Collecting Judgments: How to Know You’re in for a Long Ride

Winning a civil court case should be cause for celebration. It should mean happy times ahead. But things do not always work out that way. Sometimes, enforcing the terms of a judgment is harder than securing the judgment itself. Collecting on the judgment turns in to a long and winding road with more bumps than you care to experience.

Is there any way to know you could be in for a long ride? Absolutely. Anyone who has been in the judgment collection game for any length of time knows that debtors put up all sorts of red flags indicating their intent to resist making payment. When you see those red flags, a long ride is likely.

Attempting a Long Shot Appeal

Civil judgments can be appealed just like criminal convictions. Most appeals are considered a long shot due to the difficulty of convincing a judge that something about the original suit wasn’t right. Still, defendants try it from time to time. The more unlikely a defendant’s chances of success, the more desperate an appeal seems. That is a big red flag.

Failing to Respond to Interrogatories

State laws generally allow creditors to begin interrogatories within 21-30 days of the date the judgment is entered. Interrogatories are almost always proffered in the form of written questions.
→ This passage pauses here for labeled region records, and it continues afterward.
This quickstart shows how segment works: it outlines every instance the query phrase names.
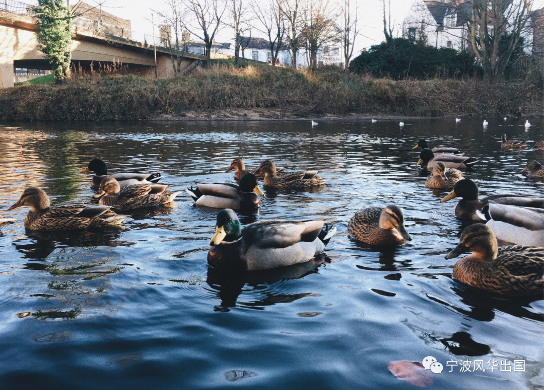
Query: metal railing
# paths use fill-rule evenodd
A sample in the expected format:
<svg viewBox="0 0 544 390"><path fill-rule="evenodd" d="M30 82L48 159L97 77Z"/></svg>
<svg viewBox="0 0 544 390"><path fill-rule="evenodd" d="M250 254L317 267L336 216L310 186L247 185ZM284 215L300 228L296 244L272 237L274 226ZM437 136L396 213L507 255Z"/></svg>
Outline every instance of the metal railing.
<svg viewBox="0 0 544 390"><path fill-rule="evenodd" d="M38 16L36 11L37 5L16 1L15 0L0 0L0 11L5 11L14 14L27 15L30 16ZM96 21L91 20L85 17L76 17L72 21L72 25L77 28L96 31L104 35L114 38L124 38L134 42L147 44L154 44L157 47L169 49L170 46L168 44L167 40L159 36L155 36L153 42L153 35L137 33L132 30L119 27L114 24L101 23ZM202 46L197 46L188 44L184 44L184 48L180 48L180 50L194 54L206 55L206 48ZM172 45L172 48L174 45Z"/></svg>

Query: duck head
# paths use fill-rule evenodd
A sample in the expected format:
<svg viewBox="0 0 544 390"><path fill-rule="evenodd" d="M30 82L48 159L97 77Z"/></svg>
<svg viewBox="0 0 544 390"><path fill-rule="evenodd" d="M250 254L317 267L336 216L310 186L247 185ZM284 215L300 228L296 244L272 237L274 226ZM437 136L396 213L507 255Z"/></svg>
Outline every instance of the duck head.
<svg viewBox="0 0 544 390"><path fill-rule="evenodd" d="M264 194L259 188L259 181L253 174L245 174L240 178L240 190L244 193L255 192L262 196Z"/></svg>
<svg viewBox="0 0 544 390"><path fill-rule="evenodd" d="M400 239L412 241L412 237L404 227L404 215L402 210L394 204L390 204L381 212L379 222L382 229L391 230L393 234Z"/></svg>
<svg viewBox="0 0 544 390"><path fill-rule="evenodd" d="M445 258L453 259L472 251L472 258L492 260L497 257L497 238L491 228L483 223L473 223L463 231L459 244Z"/></svg>
<svg viewBox="0 0 544 390"><path fill-rule="evenodd" d="M89 165L87 165L87 168L83 168L79 171L79 173L84 173L89 171L94 172L97 176L102 176L108 174L108 165L100 158L95 158L91 160Z"/></svg>
<svg viewBox="0 0 544 390"><path fill-rule="evenodd" d="M456 183L452 192L443 197L440 201L447 202L454 197L461 197L465 201L478 200L479 195L476 183L470 179L463 179Z"/></svg>
<svg viewBox="0 0 544 390"><path fill-rule="evenodd" d="M44 190L38 187L28 187L24 189L19 200L8 209L13 210L17 207L28 206L32 208L32 211L35 212L47 208L49 204L49 198Z"/></svg>
<svg viewBox="0 0 544 390"><path fill-rule="evenodd" d="M209 241L212 246L219 245L224 241L236 241L242 233L242 227L238 215L233 210L223 209L217 214L215 222L215 234Z"/></svg>

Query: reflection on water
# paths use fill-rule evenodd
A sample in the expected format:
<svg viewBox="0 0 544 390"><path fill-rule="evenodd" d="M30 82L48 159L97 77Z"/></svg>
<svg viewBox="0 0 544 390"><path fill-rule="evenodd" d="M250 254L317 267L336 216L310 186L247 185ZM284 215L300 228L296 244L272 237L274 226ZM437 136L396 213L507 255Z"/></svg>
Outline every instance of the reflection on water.
<svg viewBox="0 0 544 390"><path fill-rule="evenodd" d="M502 151L500 136L542 138L524 121L306 121L36 124L0 126L0 382L6 388L398 388L389 362L444 364L471 357L524 360L524 373L435 375L437 388L536 388L544 375L544 301L508 298L453 279L444 255L467 226L448 190L424 188L416 166L424 138L481 163L465 176L481 196L542 194L520 172L535 150ZM310 191L267 190L240 215L324 218L338 232L325 254L283 269L232 274L208 268L218 210L184 192L177 207L135 210L123 228L33 232L27 208L5 210L30 186L52 203L89 200L94 158L118 169L159 171L183 190L234 182L235 157L270 159L287 170L318 169ZM399 206L413 240L389 250L351 240L347 223L363 206ZM317 363L319 362L319 363ZM182 385L181 385L182 383ZM53 385L53 384L54 384Z"/></svg>

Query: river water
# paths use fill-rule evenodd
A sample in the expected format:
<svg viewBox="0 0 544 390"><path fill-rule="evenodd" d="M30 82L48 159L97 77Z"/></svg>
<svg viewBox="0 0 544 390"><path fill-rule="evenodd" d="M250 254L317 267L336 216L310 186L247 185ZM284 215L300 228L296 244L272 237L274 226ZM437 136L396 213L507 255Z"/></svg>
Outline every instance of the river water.
<svg viewBox="0 0 544 390"><path fill-rule="evenodd" d="M481 196L542 195L542 181L520 171L542 155L502 151L500 142L503 132L542 139L542 120L528 131L524 120L488 120L487 129L479 119L403 129L387 120L0 125L0 217L17 220L0 226L0 388L408 389L389 363L428 356L444 367L431 388L541 388L544 301L453 278L458 259L444 256L465 225L456 200L440 202L447 190L424 188L429 172L412 150L423 138L479 157L465 177ZM324 188L267 192L240 221L325 217L338 231L324 256L218 274L206 264L218 210L184 192L177 207L132 213L121 229L32 233L28 208L5 212L29 186L53 203L92 195L90 176L78 171L95 157L111 171L160 171L183 190L233 182L224 171L238 157L251 168L269 158L319 170ZM349 239L359 208L391 203L413 241L380 251ZM461 372L467 360L487 369ZM524 372L514 372L515 360Z"/></svg>

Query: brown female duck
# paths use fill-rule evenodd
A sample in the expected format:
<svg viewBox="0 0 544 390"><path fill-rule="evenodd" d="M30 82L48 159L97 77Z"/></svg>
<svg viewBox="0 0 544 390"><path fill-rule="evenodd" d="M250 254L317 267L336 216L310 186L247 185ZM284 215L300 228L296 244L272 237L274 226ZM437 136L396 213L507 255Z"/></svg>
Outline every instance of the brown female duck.
<svg viewBox="0 0 544 390"><path fill-rule="evenodd" d="M394 204L387 207L367 207L349 220L348 232L355 239L372 245L401 245L412 237L404 227L404 215Z"/></svg>
<svg viewBox="0 0 544 390"><path fill-rule="evenodd" d="M529 160L522 172L527 172L527 176L535 177L544 177L544 168L536 160Z"/></svg>
<svg viewBox="0 0 544 390"><path fill-rule="evenodd" d="M24 219L24 227L33 230L115 226L120 225L127 216L118 215L110 209L111 206L81 202L66 202L52 207L44 190L36 187L25 189L17 203L8 209L23 206L32 208Z"/></svg>
<svg viewBox="0 0 544 390"><path fill-rule="evenodd" d="M453 276L472 287L510 296L544 292L544 248L515 245L498 248L493 231L474 223L461 234L459 244L446 257L472 251L455 263Z"/></svg>
<svg viewBox="0 0 544 390"><path fill-rule="evenodd" d="M265 174L263 181L265 186L279 190L318 187L324 186L325 182L324 178L316 176L318 171L289 172L277 176L276 165L270 160L261 163L257 172Z"/></svg>
<svg viewBox="0 0 544 390"><path fill-rule="evenodd" d="M121 188L112 176L102 180L100 191L93 197L100 197L99 204L120 210L132 210L166 204L174 201L180 191L172 192L166 184L134 184Z"/></svg>
<svg viewBox="0 0 544 390"><path fill-rule="evenodd" d="M465 178L459 169L447 168L442 162L436 163L432 175L425 182L427 188L453 188L457 182Z"/></svg>

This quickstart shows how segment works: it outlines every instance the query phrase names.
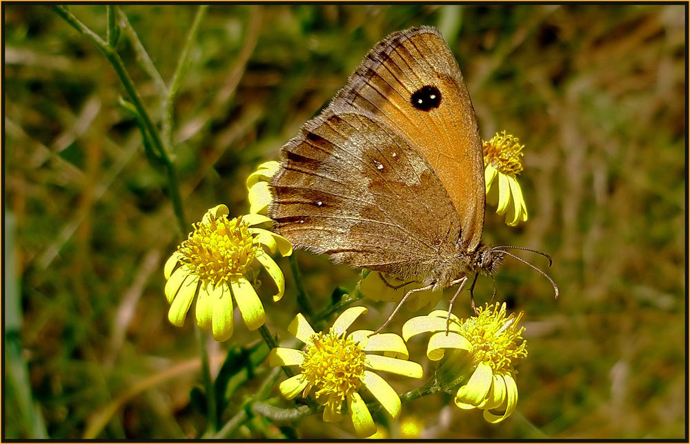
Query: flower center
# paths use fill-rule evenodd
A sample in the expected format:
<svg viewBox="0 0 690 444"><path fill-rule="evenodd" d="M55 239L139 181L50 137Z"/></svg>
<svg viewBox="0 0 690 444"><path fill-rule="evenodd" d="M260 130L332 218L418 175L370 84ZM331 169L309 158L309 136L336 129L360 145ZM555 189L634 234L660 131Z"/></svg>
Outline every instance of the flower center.
<svg viewBox="0 0 690 444"><path fill-rule="evenodd" d="M514 361L527 356L527 341L521 336L524 327L518 327L522 313L506 316L505 303L478 308L476 317L461 325L460 334L473 345L473 361L489 364L495 373L509 372Z"/></svg>
<svg viewBox="0 0 690 444"><path fill-rule="evenodd" d="M324 405L331 404L339 412L346 396L362 384L364 352L344 334L338 336L330 332L315 334L304 354L302 370L308 381L306 392L315 387L317 400Z"/></svg>
<svg viewBox="0 0 690 444"><path fill-rule="evenodd" d="M182 242L180 260L202 281L217 285L231 276L244 274L259 248L241 216L210 218L194 224L194 231Z"/></svg>
<svg viewBox="0 0 690 444"><path fill-rule="evenodd" d="M484 162L490 163L504 174L515 177L522 171L522 148L517 137L496 133L491 140L483 142Z"/></svg>

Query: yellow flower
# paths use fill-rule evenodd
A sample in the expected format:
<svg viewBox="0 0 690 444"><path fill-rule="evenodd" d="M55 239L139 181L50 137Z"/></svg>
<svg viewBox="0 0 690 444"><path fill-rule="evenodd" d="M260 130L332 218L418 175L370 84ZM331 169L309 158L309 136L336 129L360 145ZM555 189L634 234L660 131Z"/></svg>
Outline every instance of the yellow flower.
<svg viewBox="0 0 690 444"><path fill-rule="evenodd" d="M410 319L402 327L405 341L420 333L433 332L427 347L429 359L440 361L436 379L455 387L455 405L484 410L484 419L498 423L509 416L518 403L514 365L527 356L524 327L518 324L522 313L506 315L506 304L478 308L476 316L460 321L451 315L446 334L447 312L435 310ZM459 385L459 387L458 387Z"/></svg>
<svg viewBox="0 0 690 444"><path fill-rule="evenodd" d="M292 399L314 392L317 401L324 407L324 421L337 421L346 414L357 434L369 436L376 425L359 392L366 389L391 416L400 413L400 398L386 380L372 372L381 370L411 378L421 378L422 366L407 361L409 354L402 338L395 333L372 334L372 330L347 329L364 307L352 307L343 312L328 332L316 333L306 319L298 314L288 331L306 344L304 351L277 347L271 350L271 365L299 365L301 372L281 383L281 393ZM370 352L381 352L374 354ZM344 409L344 406L346 406Z"/></svg>
<svg viewBox="0 0 690 444"><path fill-rule="evenodd" d="M379 301L400 302L407 292L413 288L419 288L422 286L422 284L415 282L394 290L386 285L384 279L394 287L404 283L402 281L394 277L388 275L382 276L378 272L371 272L359 283L359 291L366 297L375 302ZM411 312L421 310L427 305L433 307L438 303L442 296L443 296L443 290L441 290L417 292L410 295L410 297L405 301L405 307Z"/></svg>
<svg viewBox="0 0 690 444"><path fill-rule="evenodd" d="M486 201L497 205L496 212L506 214L506 223L511 226L527 220L527 207L522 190L515 177L522 171L524 145L517 137L496 133L491 140L482 143ZM509 210L510 211L509 211Z"/></svg>
<svg viewBox="0 0 690 444"><path fill-rule="evenodd" d="M233 334L233 300L247 328L264 325L264 306L252 282L260 268L265 268L278 288L273 300L279 301L285 279L268 252L292 253L287 239L256 226L270 223L268 217L246 214L229 219L228 212L224 205L207 211L166 262L164 270L170 323L177 327L184 324L196 296L197 324L210 329L218 341Z"/></svg>
<svg viewBox="0 0 690 444"><path fill-rule="evenodd" d="M280 167L276 161L264 162L247 178L249 212L266 215L273 199L268 190L268 181Z"/></svg>

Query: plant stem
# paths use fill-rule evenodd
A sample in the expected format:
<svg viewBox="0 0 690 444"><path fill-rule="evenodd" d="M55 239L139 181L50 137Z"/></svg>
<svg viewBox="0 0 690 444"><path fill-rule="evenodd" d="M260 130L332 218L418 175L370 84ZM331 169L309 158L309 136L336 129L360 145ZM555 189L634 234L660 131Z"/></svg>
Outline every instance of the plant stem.
<svg viewBox="0 0 690 444"><path fill-rule="evenodd" d="M117 8L117 15L124 26L124 31L127 34L127 37L129 37L130 43L132 43L132 47L135 54L137 55L137 61L139 62L139 66L153 80L158 94L161 97L164 97L168 94L168 87L166 86L166 83L163 81L163 77L158 72L158 70L156 69L156 66L153 64L153 61L151 60L151 57L149 57L148 52L146 52L146 48L141 43L141 41L139 40L139 35L134 30L134 28L132 27L132 24L130 23L127 15L119 8Z"/></svg>
<svg viewBox="0 0 690 444"><path fill-rule="evenodd" d="M201 23L201 19L206 14L208 9L208 5L201 5L197 10L197 15L194 17L192 27L187 34L187 39L185 41L184 48L180 54L179 59L177 59L177 65L175 67L175 73L168 88L168 93L163 102L163 124L161 133L163 139L168 146L172 146L172 104L175 103L177 91L184 80L185 67L189 59L189 52L192 48L192 43L195 40L197 32L199 30L199 25Z"/></svg>
<svg viewBox="0 0 690 444"><path fill-rule="evenodd" d="M355 289L352 290L351 294L348 294L347 297L344 297L342 299L338 301L337 303L335 303L333 305L326 307L320 313L318 313L315 317L315 321L317 321L317 322L321 322L324 319L327 319L329 316L331 316L333 313L339 312L342 309L344 309L348 305L350 305L351 304L357 302L362 297L364 297L364 295L362 294L362 292L359 291L359 285L362 283L362 281L364 279L364 277L359 278L359 281L355 285Z"/></svg>
<svg viewBox="0 0 690 444"><path fill-rule="evenodd" d="M201 357L201 376L204 379L204 387L206 393L206 411L208 421L206 431L215 432L218 427L218 419L216 417L215 390L213 387L211 379L210 365L208 363L208 352L206 351L206 334L201 328L197 328L197 336L199 337L199 352Z"/></svg>
<svg viewBox="0 0 690 444"><path fill-rule="evenodd" d="M299 265L297 263L297 260L295 259L294 254L288 258L288 261L290 263L290 270L293 272L293 277L295 279L295 286L297 287L297 304L302 307L302 311L306 314L307 319L310 321L311 317L314 315L314 307L312 306L309 296L307 294L306 290L304 290L304 285L302 284L302 273L299 272Z"/></svg>
<svg viewBox="0 0 690 444"><path fill-rule="evenodd" d="M119 55L112 46L81 23L66 7L56 6L53 8L67 23L91 40L101 52L103 52L106 58L110 62L110 65L112 65L113 69L115 69L115 74L122 83L122 85L127 92L127 95L129 96L130 101L134 105L135 108L136 108L137 112L139 114L141 122L146 129L146 134L142 132L141 137L146 137L148 136L150 137L152 142L153 148L168 170L168 182L170 186L170 198L172 201L172 208L177 219L180 233L184 236L188 227L187 223L185 221L184 210L182 208L182 199L179 194L179 187L177 184L175 165L170 158L168 154L170 151L168 147L164 145L158 128L154 125L150 117L146 112L146 109L144 108L143 101L141 100L141 97L137 90L132 78L130 77L122 59L120 59Z"/></svg>
<svg viewBox="0 0 690 444"><path fill-rule="evenodd" d="M266 343L266 345L268 346L270 350L272 350L278 346L278 344L275 342L275 339L273 339L270 332L266 327L266 324L259 327L259 333L261 334L261 337L264 339L264 342ZM288 368L287 366L283 365L283 372L288 378L293 376L292 370Z"/></svg>

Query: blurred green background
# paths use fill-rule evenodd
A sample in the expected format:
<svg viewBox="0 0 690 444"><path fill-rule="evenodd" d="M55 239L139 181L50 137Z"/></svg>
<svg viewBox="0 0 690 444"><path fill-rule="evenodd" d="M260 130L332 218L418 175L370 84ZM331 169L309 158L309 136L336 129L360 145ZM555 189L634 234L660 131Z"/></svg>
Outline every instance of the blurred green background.
<svg viewBox="0 0 690 444"><path fill-rule="evenodd" d="M136 122L117 105L124 90L97 48L48 6L3 8L5 436L197 437L204 421L190 393L201 381L198 342L190 319L182 329L168 323L163 293L163 263L181 241L164 171L147 161ZM197 6L119 8L168 81ZM484 239L549 253L561 296L517 261L497 274L497 297L525 312L527 329L511 418L491 425L435 396L404 405L400 421L422 424L422 438L682 438L685 8L212 6L174 107L188 223L219 203L246 213L247 175L277 158L374 43L436 26L482 137L506 130L526 145L520 180L530 219L512 228L487 208ZM105 6L70 10L105 36ZM127 33L117 48L159 121L159 90ZM336 285L357 281L355 270L327 258L297 258L318 307ZM283 301L264 304L282 339L295 310L288 279ZM477 285L478 301L488 301L491 280ZM369 327L393 308L371 306ZM228 348L259 341L238 324L228 343L211 344L214 368ZM282 436L259 423L234 437ZM386 436L410 437L400 423ZM303 438L351 437L318 416L297 428Z"/></svg>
The creditor’s attorney sends questions to the debtor’s attorney. The debtor has so many days to answer the questions and return them to the creditor.

Failing to respond to interrogatories is a clear indication that a debtor plans to be uncooperative. But what if a debtor responds slowly? A slow response is better than no response at all, but it is still a red flag. Resisting interrogatories shows intent. It suggests the creditor might be in for a long ride.

Providing Inaccurate Information

A debtor could respond to interrogatories right away and still throw up a big red flag in the form of inaccurate or incomplete information. Maybe the debtor provides a false address. Perhaps he reveals his employer but doesn’t bother to reveal how much he makes. It is all an attempt to evade payment.

Here’s the deal: a debtor’s attorney knows full well what a creditor is trying to accomplish with interrogatories. A creditor and its attorney are searching for any way to extract payment. They ask questions designed to reveal the debtor’s current financial situation and potential future outlook. Hiding information makes it more difficult for creditors to know what they are dealing with.

Being Evasive About Assets

Thus far, all the warning signs lean toward a long ride without necessarily guaranteeing it. But according to Judgment Collectors debt collection agency out of Salt Lake City, UT, the final two red flags all but guarantee a long ride for the creditor. The first of them is being evasive about assets. A debtor refusing to reveal assets is doing so with full knowledge that said assets could be used as collection leverage. He hides them at all costs in order to protect them.

Moving Away or Hiding

Last but not least is moving away or hiding. Experienced debtors with a history of avoiding judgments might employ either strategy in hopes of hanging on until the statute of limitations arrives. They are hoping their creditors will not renew expired judgments. They are essentially playing the waiting game.

Few judgments are resolved quickly. However, collection doesn’t have to take years to accomplish. A creditor who recognizes any of the red flags described in this post should prepare for a long-term commitment. Successful collection is going to be a long and bumpy ride.